Ruter, the transit agency for Oslo and Akershus, carried out an investigation in 2011 to evaluate if passenger transport would be viable. It considered four main proposals: a service between Nydalen Station via the Alna Line to Lillestrøm Station; a service from Nydalen via the Alna Line and in a loop to Oslo S; a service e where the line was instead used by the Oslo Tramway; and a service which operated between Storo/Grefsen and Alna Station. It considered Økern the most viable location for a station, and also considered stations at Ulven, Løren and Sinsen. The report further called for the stop at Grefsen to be located at Storo Station of the Oslo Metro's Ring Line.

The report considered 15 and 30 minute headways. Travel time with two intermediate stops would be eight minutes between Alna and Storo.

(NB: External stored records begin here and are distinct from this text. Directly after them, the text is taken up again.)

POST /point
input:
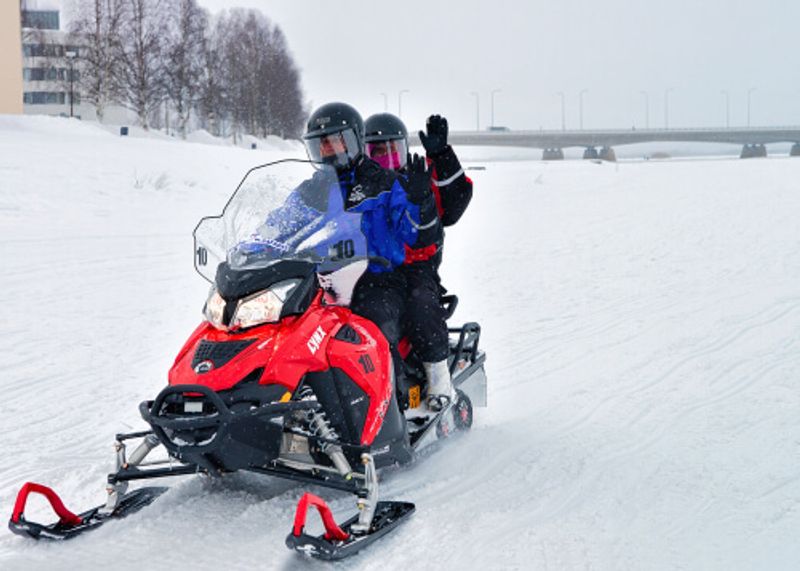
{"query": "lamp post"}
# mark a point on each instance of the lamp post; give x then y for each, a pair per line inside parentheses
(727, 108)
(646, 109)
(580, 101)
(71, 57)
(477, 110)
(493, 92)
(666, 107)
(400, 102)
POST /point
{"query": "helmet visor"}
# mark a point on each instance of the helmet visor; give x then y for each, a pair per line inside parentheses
(391, 154)
(338, 149)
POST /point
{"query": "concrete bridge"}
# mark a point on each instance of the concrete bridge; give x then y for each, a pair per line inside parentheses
(601, 143)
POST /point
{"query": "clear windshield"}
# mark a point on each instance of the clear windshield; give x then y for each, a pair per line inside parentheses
(289, 209)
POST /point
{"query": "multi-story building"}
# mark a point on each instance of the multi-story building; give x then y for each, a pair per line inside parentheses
(49, 66)
(10, 58)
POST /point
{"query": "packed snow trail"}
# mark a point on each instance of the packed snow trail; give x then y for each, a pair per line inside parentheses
(641, 323)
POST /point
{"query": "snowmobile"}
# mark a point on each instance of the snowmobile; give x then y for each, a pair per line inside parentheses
(281, 378)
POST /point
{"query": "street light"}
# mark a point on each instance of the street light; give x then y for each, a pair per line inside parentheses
(580, 100)
(400, 102)
(727, 108)
(666, 107)
(477, 110)
(749, 93)
(493, 92)
(646, 109)
(71, 57)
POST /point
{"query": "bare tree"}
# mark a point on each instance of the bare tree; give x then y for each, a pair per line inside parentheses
(95, 29)
(282, 90)
(212, 106)
(263, 94)
(140, 54)
(185, 55)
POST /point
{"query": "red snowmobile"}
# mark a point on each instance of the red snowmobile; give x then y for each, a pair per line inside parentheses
(281, 378)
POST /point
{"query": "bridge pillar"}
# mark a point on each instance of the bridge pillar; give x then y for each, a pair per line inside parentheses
(553, 154)
(608, 154)
(753, 151)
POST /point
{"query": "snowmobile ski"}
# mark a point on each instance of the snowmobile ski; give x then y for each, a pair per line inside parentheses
(343, 541)
(69, 524)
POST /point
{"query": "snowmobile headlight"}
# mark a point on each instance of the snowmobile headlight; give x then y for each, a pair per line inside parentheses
(215, 308)
(263, 307)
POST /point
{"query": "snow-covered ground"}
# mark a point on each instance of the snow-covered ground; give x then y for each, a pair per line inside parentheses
(641, 320)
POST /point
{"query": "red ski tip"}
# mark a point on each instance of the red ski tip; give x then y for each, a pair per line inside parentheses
(65, 516)
(332, 530)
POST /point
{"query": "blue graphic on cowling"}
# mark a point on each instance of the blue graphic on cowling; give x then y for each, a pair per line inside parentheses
(312, 224)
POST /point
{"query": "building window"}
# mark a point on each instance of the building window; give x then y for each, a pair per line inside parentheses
(40, 19)
(43, 50)
(49, 74)
(44, 98)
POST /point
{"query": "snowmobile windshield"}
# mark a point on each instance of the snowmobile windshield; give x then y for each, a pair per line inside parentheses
(286, 210)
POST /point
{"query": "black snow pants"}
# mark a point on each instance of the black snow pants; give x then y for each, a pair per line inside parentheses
(424, 320)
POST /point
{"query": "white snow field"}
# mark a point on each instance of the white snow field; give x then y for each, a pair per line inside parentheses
(642, 327)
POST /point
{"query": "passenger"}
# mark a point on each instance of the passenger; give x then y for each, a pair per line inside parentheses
(424, 320)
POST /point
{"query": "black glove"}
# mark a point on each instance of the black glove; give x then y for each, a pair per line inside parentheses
(419, 178)
(435, 140)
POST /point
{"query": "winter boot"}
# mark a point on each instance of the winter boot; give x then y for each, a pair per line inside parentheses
(440, 386)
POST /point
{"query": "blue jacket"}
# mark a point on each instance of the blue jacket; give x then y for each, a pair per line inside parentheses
(371, 213)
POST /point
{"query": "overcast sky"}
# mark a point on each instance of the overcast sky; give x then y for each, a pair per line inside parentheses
(354, 50)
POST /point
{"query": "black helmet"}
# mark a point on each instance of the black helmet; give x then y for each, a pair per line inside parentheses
(386, 139)
(334, 135)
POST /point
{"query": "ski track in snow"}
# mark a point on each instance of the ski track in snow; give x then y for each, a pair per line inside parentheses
(640, 321)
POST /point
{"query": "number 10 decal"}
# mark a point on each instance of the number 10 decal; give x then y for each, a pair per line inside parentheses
(366, 362)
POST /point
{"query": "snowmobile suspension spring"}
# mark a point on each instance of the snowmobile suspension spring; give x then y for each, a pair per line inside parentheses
(321, 427)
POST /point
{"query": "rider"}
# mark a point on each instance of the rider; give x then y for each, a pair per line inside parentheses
(392, 211)
(387, 143)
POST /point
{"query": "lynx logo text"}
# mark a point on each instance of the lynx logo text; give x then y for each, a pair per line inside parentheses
(316, 340)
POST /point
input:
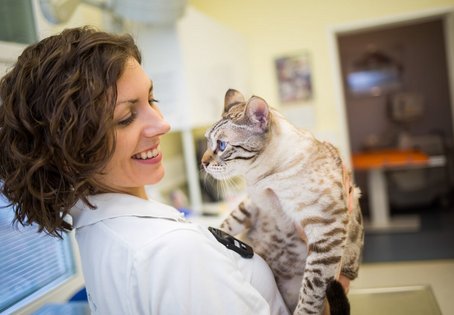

Half-hour services could be operated with a single multiple unit and still allow to freight trains to operate per hour. Fifteen-minute services would require three units and require the line to be expanded to double track. Infrastructure upgrades were estimated to 241 million Norwegian krone (NOK) for the less frequent service and NOK 572 million for the more frequent service. The service was estimated to have 4,300 passengers per day. The report concluded that services would have a negative net present value for society of NOK 487 or 812 million, depending on which service was provided.